Laura Bates on how to participate in the 16 Days of Activism Against Gender-Based Violence

Today (25 November) is the International Day for the Elimination of Violence Against Women, marking the start of 16 Days of Activism Against Gender-Based Violence: an international campaign calling for the prevention and elimination of violence against women and girls VAWG.

Gender-based violence is currently at a crisis point, affecting an estimated more than 1 in 3 women worldwide. The most recent global estimates suggest that a woman or girl is killed by someone in her own family every 11 minutes. While the Covid-19 pandemic has clearly exacerbated the problem, a UN campaign notes that “there is … more evidence than ever before that VAWG is preventable.”

SARSAS, a specialist service for people affected by sexual violence across Bristol, BANES, Somerset, North Somerset and South Gloucestershire, has partnered with author and activist Laura Bates to launch the #16DaysChallenge. This campaign is encouraging people to think of one change that would make a difference in the fight against VAWG rather than relying on victim-blaming advice that holds women responsible for their own safety.

GLAMOUR spoke to Laura Bates to learn more about the campaign, how people can get involved, and why it’s up to the policy-makers to take notice.

GLAMOUR: Hi Laura! Thanks so much for finding the time to speak with us today. What is the #16DaysChallenge, and how can people get involved?

Laura Bates: The idea is to shift our societal focus on ideas around solving sexual violence, which too often focuses on victims and telling them what to do or not to do. Every woman I think will relate to don’t wear a short skirt in case you’re asking for it, don’t wear heels in case you need to run, cover your drink in a club, go to the bathroom in groups, text each other when you get home safely, walk home with your keys between your fingers, and a million other things that we expect women to do on a day-to-day basis.

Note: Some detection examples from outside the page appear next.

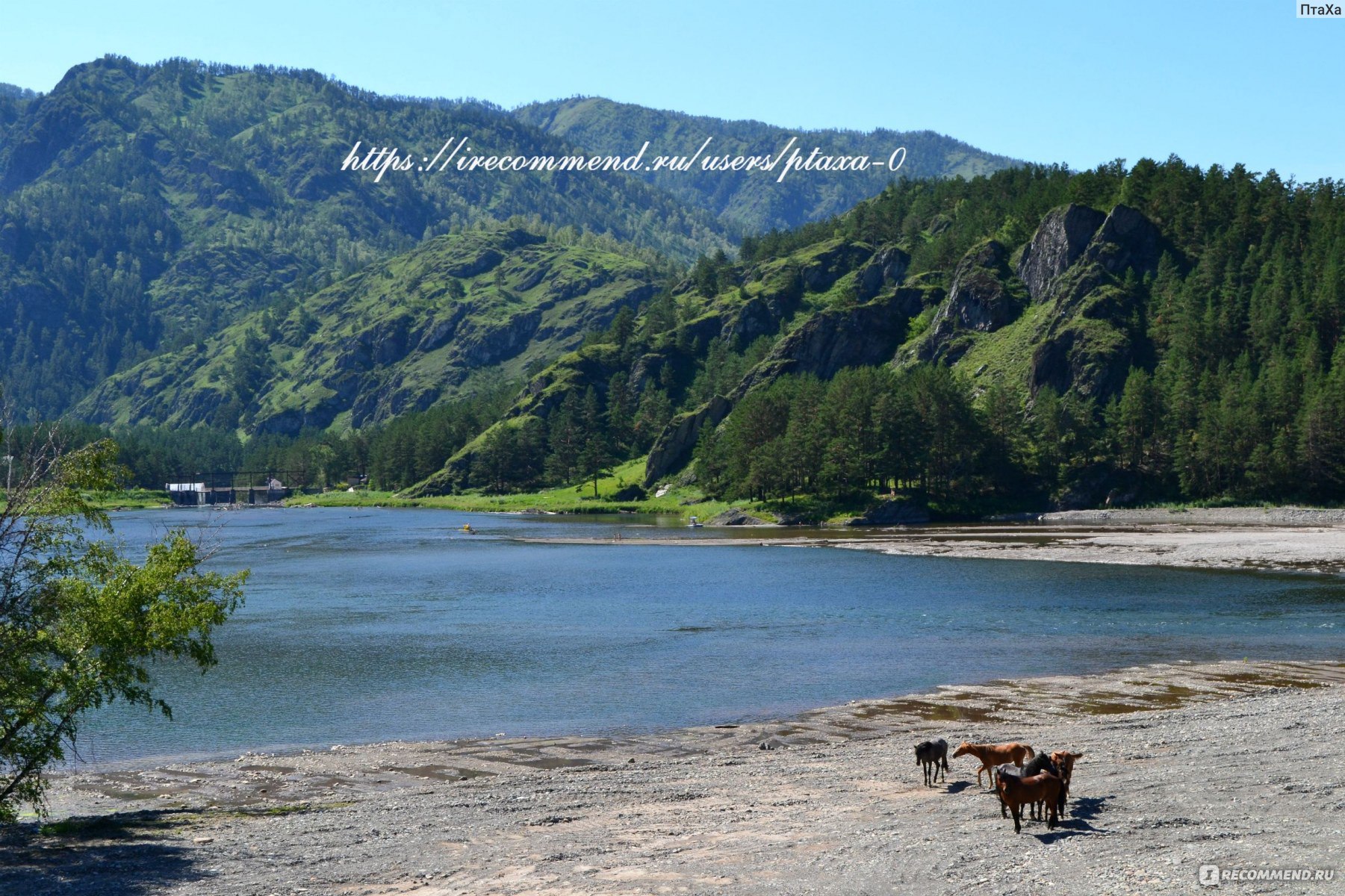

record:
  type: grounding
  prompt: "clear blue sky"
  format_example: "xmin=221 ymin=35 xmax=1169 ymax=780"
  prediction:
xmin=0 ymin=0 xmax=1345 ymax=180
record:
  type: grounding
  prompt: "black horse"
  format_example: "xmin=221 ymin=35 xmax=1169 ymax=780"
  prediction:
xmin=1021 ymin=750 xmax=1065 ymax=821
xmin=916 ymin=737 xmax=948 ymax=787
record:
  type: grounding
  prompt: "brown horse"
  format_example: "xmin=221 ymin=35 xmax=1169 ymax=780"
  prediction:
xmin=1051 ymin=750 xmax=1084 ymax=814
xmin=999 ymin=768 xmax=1063 ymax=834
xmin=952 ymin=741 xmax=1037 ymax=788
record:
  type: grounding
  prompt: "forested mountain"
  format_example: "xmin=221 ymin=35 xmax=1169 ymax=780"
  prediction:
xmin=514 ymin=97 xmax=1022 ymax=234
xmin=411 ymin=159 xmax=1345 ymax=508
xmin=0 ymin=57 xmax=1006 ymax=420
xmin=75 ymin=228 xmax=656 ymax=436
xmin=0 ymin=57 xmax=727 ymax=418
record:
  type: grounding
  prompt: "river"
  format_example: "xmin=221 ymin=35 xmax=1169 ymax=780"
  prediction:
xmin=79 ymin=508 xmax=1345 ymax=763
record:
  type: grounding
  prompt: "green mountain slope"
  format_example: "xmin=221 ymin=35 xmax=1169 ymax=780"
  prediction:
xmin=0 ymin=57 xmax=727 ymax=417
xmin=514 ymin=97 xmax=1021 ymax=234
xmin=408 ymin=159 xmax=1345 ymax=508
xmin=75 ymin=224 xmax=655 ymax=435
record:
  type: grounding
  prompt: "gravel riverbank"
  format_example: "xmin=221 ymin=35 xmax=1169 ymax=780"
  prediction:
xmin=0 ymin=662 xmax=1345 ymax=896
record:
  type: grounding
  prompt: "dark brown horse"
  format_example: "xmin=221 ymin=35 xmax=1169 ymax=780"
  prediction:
xmin=999 ymin=764 xmax=1063 ymax=834
xmin=916 ymin=737 xmax=948 ymax=787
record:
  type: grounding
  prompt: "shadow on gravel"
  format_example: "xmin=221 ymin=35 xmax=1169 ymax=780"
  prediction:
xmin=0 ymin=811 xmax=211 ymax=896
xmin=1033 ymin=797 xmax=1110 ymax=844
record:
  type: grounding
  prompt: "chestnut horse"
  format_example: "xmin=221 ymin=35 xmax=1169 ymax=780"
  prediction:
xmin=952 ymin=741 xmax=1037 ymax=788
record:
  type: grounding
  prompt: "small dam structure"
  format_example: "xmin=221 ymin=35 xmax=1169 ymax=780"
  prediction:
xmin=164 ymin=471 xmax=291 ymax=507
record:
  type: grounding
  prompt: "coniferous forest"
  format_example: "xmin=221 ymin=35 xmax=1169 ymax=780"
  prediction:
xmin=0 ymin=57 xmax=1345 ymax=517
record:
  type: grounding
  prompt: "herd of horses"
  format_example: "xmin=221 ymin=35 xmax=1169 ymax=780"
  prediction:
xmin=916 ymin=737 xmax=1084 ymax=834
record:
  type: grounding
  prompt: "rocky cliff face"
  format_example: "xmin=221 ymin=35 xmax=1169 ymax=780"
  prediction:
xmin=1029 ymin=205 xmax=1162 ymax=401
xmin=907 ymin=240 xmax=1025 ymax=364
xmin=644 ymin=288 xmax=925 ymax=487
xmin=900 ymin=205 xmax=1167 ymax=401
xmin=644 ymin=396 xmax=733 ymax=488
xmin=1017 ymin=205 xmax=1105 ymax=302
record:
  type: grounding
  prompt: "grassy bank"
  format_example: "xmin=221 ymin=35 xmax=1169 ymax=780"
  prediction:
xmin=285 ymin=458 xmax=741 ymax=519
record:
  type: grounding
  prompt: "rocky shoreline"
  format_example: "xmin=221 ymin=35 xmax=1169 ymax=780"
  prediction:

And it’s not just societal; it’s coming from official spaces as well. It’s things like the Police Crime Commissioner saying that Sarah Everard shouldn’t have submitted to Wayne Couzens and that women need to be more “streetwise.” It’s a male leader of a city council after Bobbi-Anne McLeod’s murder saying that we shouldn’t be putting ourselves in compromising positions.

“It’s about putting the focus where it belongs, onto actionable solutions that don’t involve blaming victims.”

And it’s maddening because it means that we’re never focusing on the real source of the problem, which is male violence, and the real nature of the problem, which is structural. These aren’t isolated incidents. Very sadly, we know that women and girls all over the world experience sexual violence at different times of day in different dress, including covered from head to toe, in different places at different ages. And there is no single thing they have in common that women can magically avoid, because the only thing they have in common is coming into contact with a perpetrator who’s made a choice to commit an act of abuse.

So, we need to focus partly on men and male perpetrators and male violence and recognising that for what it is, but also on structural solutions in education, in politics, and the failings in the police, if we’re going to move forward. And the 16 Days Challenge is all about that. It’s about putting the focus where it belongs, onto actionable solutions that don’t involve blaming victims.